Book Review: Z for Zachariah by Robert O’Brien

The Story: After nuclear and biological warfare destroys most of America and perhaps most of the world, a teenage girl survives all alone in a small valley that was shielded from radiation and poison, wondering if anyone else is alive somewhere. One day, a man with a protective suit arrives in her valley after a long search for a haven in the wasteland. She hopes that together they can turn the valley into their own Eden, but slowly realizes he has sinister plans for her.

My Thoughts: While this science fiction novel does not appear to be written from a Christian perspective, it is respectful of Christianity and has strong moral themes. It brilliantly and movingly illustrates the importance of loving others and the horrific consequences that can arise from selfishness.
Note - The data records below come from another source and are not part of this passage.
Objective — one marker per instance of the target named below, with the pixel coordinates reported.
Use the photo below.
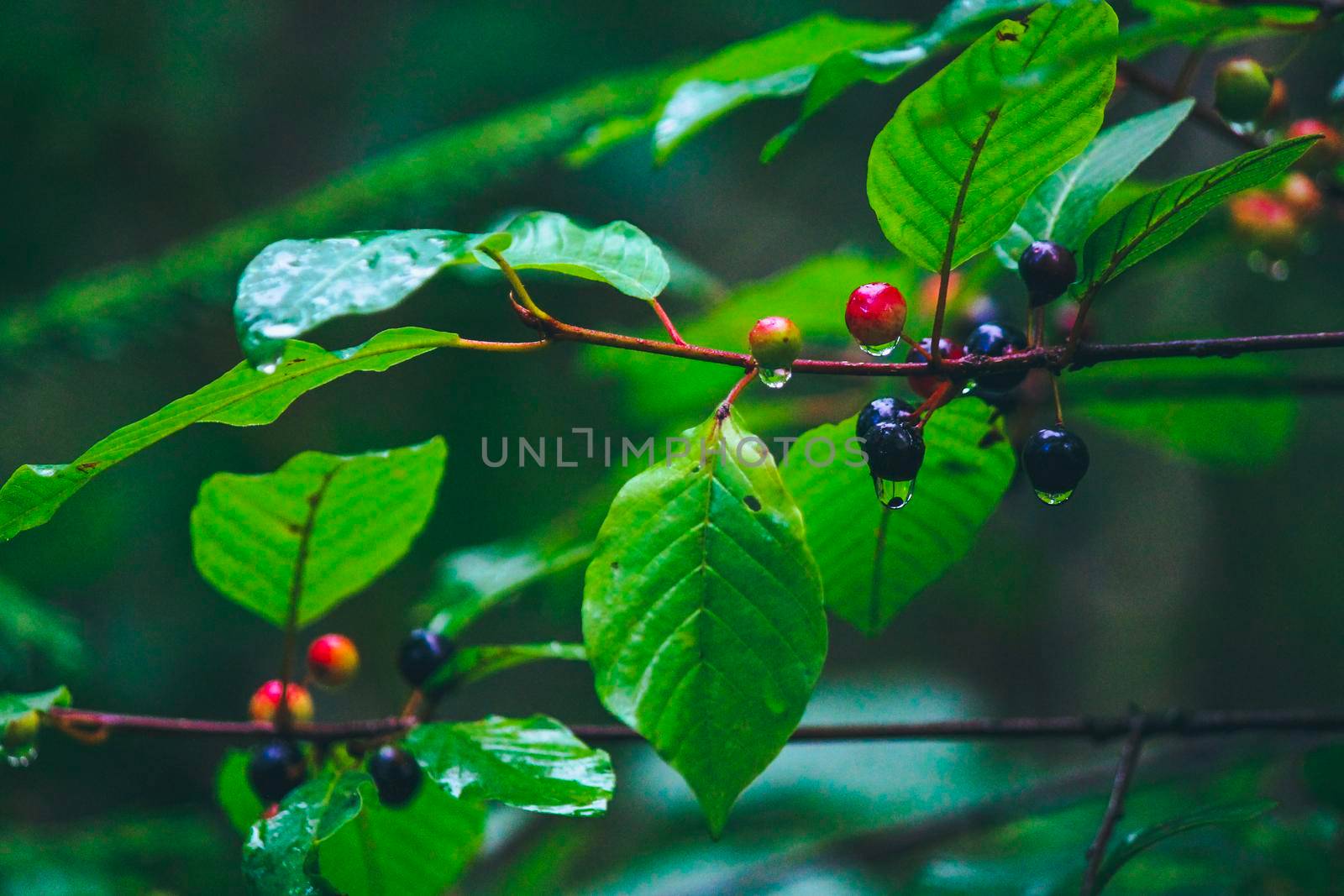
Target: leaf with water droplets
(703, 616)
(873, 560)
(620, 253)
(242, 396)
(531, 763)
(316, 531)
(967, 148)
(296, 285)
(280, 857)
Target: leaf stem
(1116, 805)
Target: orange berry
(333, 660)
(266, 701)
(1301, 194)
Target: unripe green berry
(1242, 90)
(776, 343)
(22, 732)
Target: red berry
(1327, 152)
(925, 385)
(875, 316)
(266, 701)
(776, 343)
(1301, 194)
(1263, 221)
(333, 660)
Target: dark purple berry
(882, 410)
(396, 775)
(996, 340)
(895, 452)
(1047, 269)
(1055, 461)
(421, 656)
(276, 768)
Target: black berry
(895, 452)
(421, 656)
(276, 768)
(996, 340)
(1047, 269)
(882, 410)
(1055, 461)
(396, 775)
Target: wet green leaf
(620, 253)
(242, 396)
(533, 763)
(1063, 207)
(1136, 842)
(978, 139)
(234, 794)
(418, 849)
(296, 285)
(280, 857)
(703, 614)
(1158, 217)
(873, 560)
(316, 531)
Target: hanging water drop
(880, 351)
(894, 493)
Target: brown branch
(967, 367)
(1116, 805)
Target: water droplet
(880, 351)
(1054, 497)
(894, 495)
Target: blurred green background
(132, 127)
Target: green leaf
(242, 396)
(438, 176)
(779, 63)
(30, 631)
(280, 857)
(474, 580)
(15, 705)
(1137, 841)
(481, 661)
(235, 795)
(703, 614)
(296, 285)
(316, 531)
(1147, 224)
(620, 253)
(1063, 207)
(884, 65)
(1205, 410)
(418, 849)
(873, 560)
(978, 139)
(531, 763)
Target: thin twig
(1116, 805)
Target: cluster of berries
(279, 766)
(891, 429)
(1276, 219)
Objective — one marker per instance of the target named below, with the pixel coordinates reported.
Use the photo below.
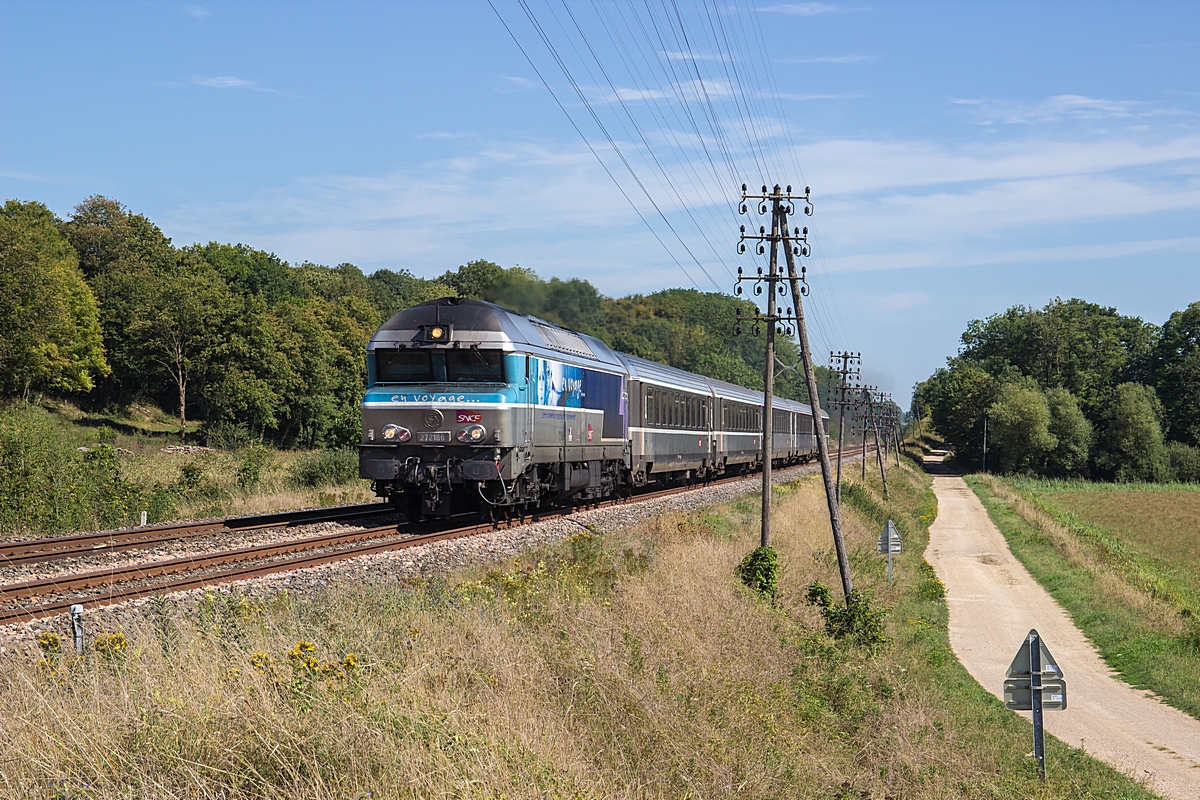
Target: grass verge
(634, 665)
(1139, 612)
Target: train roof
(475, 322)
(660, 373)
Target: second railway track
(41, 597)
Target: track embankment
(994, 602)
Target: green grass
(633, 665)
(1135, 608)
(63, 470)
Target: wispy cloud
(805, 97)
(228, 82)
(831, 59)
(515, 83)
(804, 8)
(1057, 108)
(675, 55)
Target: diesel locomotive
(475, 407)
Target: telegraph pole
(850, 368)
(772, 319)
(879, 451)
(781, 204)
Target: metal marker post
(77, 626)
(1039, 749)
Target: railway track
(61, 547)
(47, 596)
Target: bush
(1073, 433)
(1129, 446)
(1020, 427)
(857, 620)
(1185, 462)
(323, 468)
(760, 571)
(48, 486)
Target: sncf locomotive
(474, 407)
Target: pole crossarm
(781, 203)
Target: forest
(103, 310)
(1073, 390)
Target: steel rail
(112, 578)
(59, 547)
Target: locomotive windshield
(468, 366)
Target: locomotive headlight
(472, 434)
(396, 433)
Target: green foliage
(1131, 443)
(48, 486)
(1020, 427)
(930, 587)
(958, 396)
(324, 468)
(1072, 432)
(760, 571)
(856, 620)
(1078, 346)
(238, 338)
(1183, 461)
(1115, 389)
(1176, 374)
(49, 330)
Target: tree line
(1073, 389)
(105, 310)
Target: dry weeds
(631, 667)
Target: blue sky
(964, 157)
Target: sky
(964, 157)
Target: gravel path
(423, 560)
(994, 602)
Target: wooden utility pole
(780, 205)
(879, 450)
(772, 319)
(850, 368)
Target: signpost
(1035, 683)
(889, 542)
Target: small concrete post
(77, 626)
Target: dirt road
(994, 602)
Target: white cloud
(673, 55)
(228, 82)
(831, 59)
(1057, 108)
(515, 83)
(802, 8)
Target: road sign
(1033, 683)
(889, 540)
(1019, 695)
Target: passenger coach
(474, 407)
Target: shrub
(930, 587)
(760, 571)
(1185, 462)
(857, 620)
(323, 468)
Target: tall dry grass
(631, 666)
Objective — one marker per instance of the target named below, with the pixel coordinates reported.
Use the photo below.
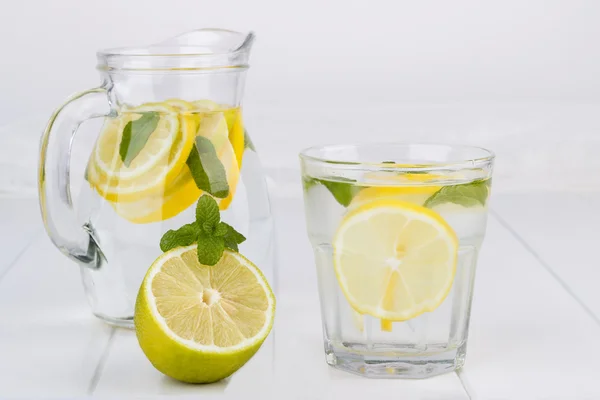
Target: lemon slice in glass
(394, 260)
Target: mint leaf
(135, 135)
(221, 229)
(207, 213)
(183, 236)
(467, 195)
(207, 170)
(232, 238)
(248, 142)
(343, 190)
(210, 249)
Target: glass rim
(171, 56)
(332, 162)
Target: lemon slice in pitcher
(394, 260)
(158, 161)
(198, 323)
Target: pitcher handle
(56, 205)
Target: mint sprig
(136, 134)
(343, 190)
(206, 168)
(211, 234)
(467, 194)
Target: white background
(520, 77)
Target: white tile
(562, 229)
(50, 344)
(528, 338)
(20, 224)
(128, 372)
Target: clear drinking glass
(396, 230)
(172, 131)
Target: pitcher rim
(171, 57)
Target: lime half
(199, 323)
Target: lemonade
(147, 170)
(395, 247)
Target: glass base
(125, 322)
(394, 364)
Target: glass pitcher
(172, 131)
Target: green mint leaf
(467, 195)
(135, 135)
(183, 236)
(248, 142)
(210, 249)
(207, 170)
(343, 190)
(208, 227)
(207, 213)
(221, 229)
(232, 238)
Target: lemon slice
(180, 195)
(235, 125)
(197, 323)
(213, 126)
(158, 163)
(394, 260)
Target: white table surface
(535, 327)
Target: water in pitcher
(357, 332)
(147, 170)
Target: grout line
(463, 383)
(101, 363)
(546, 266)
(4, 271)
I was also pleasantly surprised that the novel does not have a single instance of foul language or other problematic content.

This tale excels, however, not just with its exploration of morality, but in all aspects of storytelling. The two characters are vividly representative of opposing worldviews, yet they are fully-developed and believable. The way tension rises and eventually leads to violence between them keeps things suspenseful. It all adds up to make this a science fiction classic, one that has earned a place high on my list of favorite science fiction novels.

Content Overview: Some mild but intense violence.